According to the present invention, it is possible to correct the deformation of the cross-sectional shape of the wiring pattern because it is identified which of the given directions the running direction of the wiring pattern under inspection is. In addition, it is possible to provide a printed wiring shape inspection device that accurately measures the height of the wiring pattern, which greatly contributes to the performance improvement of the printed wiring board.

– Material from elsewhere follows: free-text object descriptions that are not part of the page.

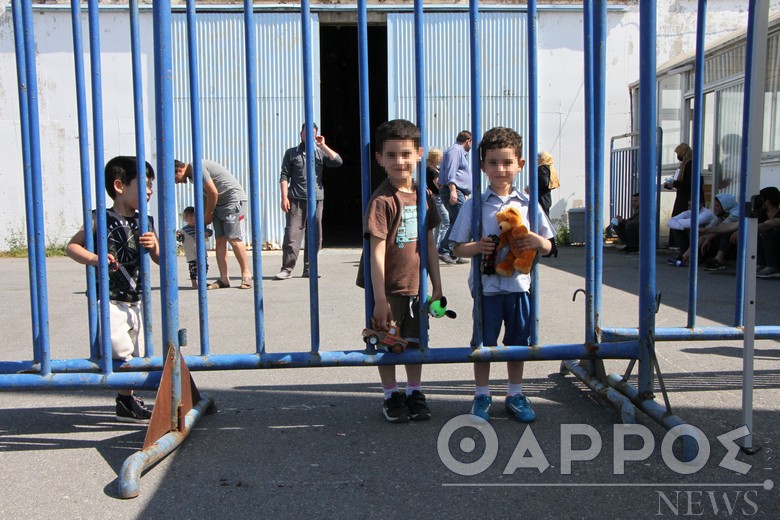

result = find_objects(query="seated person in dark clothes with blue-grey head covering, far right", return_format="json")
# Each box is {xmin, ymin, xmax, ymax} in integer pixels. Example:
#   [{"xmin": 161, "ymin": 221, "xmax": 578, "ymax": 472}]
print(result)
[{"xmin": 699, "ymin": 193, "xmax": 739, "ymax": 271}]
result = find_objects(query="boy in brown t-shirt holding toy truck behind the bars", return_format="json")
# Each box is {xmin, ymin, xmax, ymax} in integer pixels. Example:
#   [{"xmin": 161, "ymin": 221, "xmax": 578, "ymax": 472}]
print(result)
[{"xmin": 363, "ymin": 119, "xmax": 442, "ymax": 422}]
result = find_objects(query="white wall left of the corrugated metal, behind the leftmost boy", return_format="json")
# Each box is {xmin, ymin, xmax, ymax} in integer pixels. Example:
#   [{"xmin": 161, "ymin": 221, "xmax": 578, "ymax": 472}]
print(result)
[{"xmin": 0, "ymin": 10, "xmax": 156, "ymax": 250}]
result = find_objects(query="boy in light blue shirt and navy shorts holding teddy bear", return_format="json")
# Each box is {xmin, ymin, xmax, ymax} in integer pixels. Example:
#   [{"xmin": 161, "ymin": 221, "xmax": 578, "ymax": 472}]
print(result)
[{"xmin": 450, "ymin": 127, "xmax": 555, "ymax": 422}]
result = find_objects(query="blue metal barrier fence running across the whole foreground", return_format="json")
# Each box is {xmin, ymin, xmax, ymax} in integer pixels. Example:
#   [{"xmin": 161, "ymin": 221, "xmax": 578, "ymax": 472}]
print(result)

[Brief description of drawings]

FIG. 1 is an explanatory diagram of a wiring direction detecting means according to an embodiment of the present invention

FIG. 2 is an explanatory view of a wiring pattern height measuring method.

[Explanation of symbols]

 1 substrate 2 wiring pattern 3 irradiation light 4 shadow 5 points 6 line segment

Claims (2)

[Claims] 1. A wiring pattern (2) formed on the printed wiring board (1) projected onto the surface of the printed wiring board (1) by irradiation light (3) obliquely above the printed wiring board (1). Of the shadow (4) and the width of the wiring pattern (2) and a region of the area where the light emitted from below the printed wiring board (1) is shielded by the wiring pattern (2). From the width measurement means and the measured value of the width of the shadow (4) of the wiring pattern (2) and the width of the wiring pattern (2), the width of the area where light is shielded by the wiring pattern (2) is determined. The measured value is subtracted to obtain the shadow length of the wiring pattern (2),
In a printed wiring shape inspection apparatus having a means for calculating the height of the wiring pattern (2) from the length of the shadow, a wiring orientation detecting means for the wiring pattern (2) and a wiring orientation corresponding to the wiring orientation. And a means for correcting the width of the light-shielded area. 2. The printed wiring shape inspection apparatus according to claim 1, wherein the means for detecting the wiring direction of the wiring pattern (2) includes an image captured by a TV camera provided directly above the wiring pattern (2). An image processing unit that performs binarization processing,
In the image processing unit, the width of the image of the wiring pattern (2) is measured along a line segment (6) radially extending from a point (5) on the center line of the image of the wiring pattern (2). And a direction of the line segment (6) that minimizes the width of the image of the wiring pattern (2) and a maximum direction of the line segment (6).
The line segment (6) for a plurality of wiring directions given in advance
A plurality of wiring orientations given in advance in which the orientations of the line segment (6) having the minimum width and the maximum width of the wiring pattern (2) to be observed are the same. And a means for detecting one azimuth as the wiring azimuth of the image of the wiring pattern (2).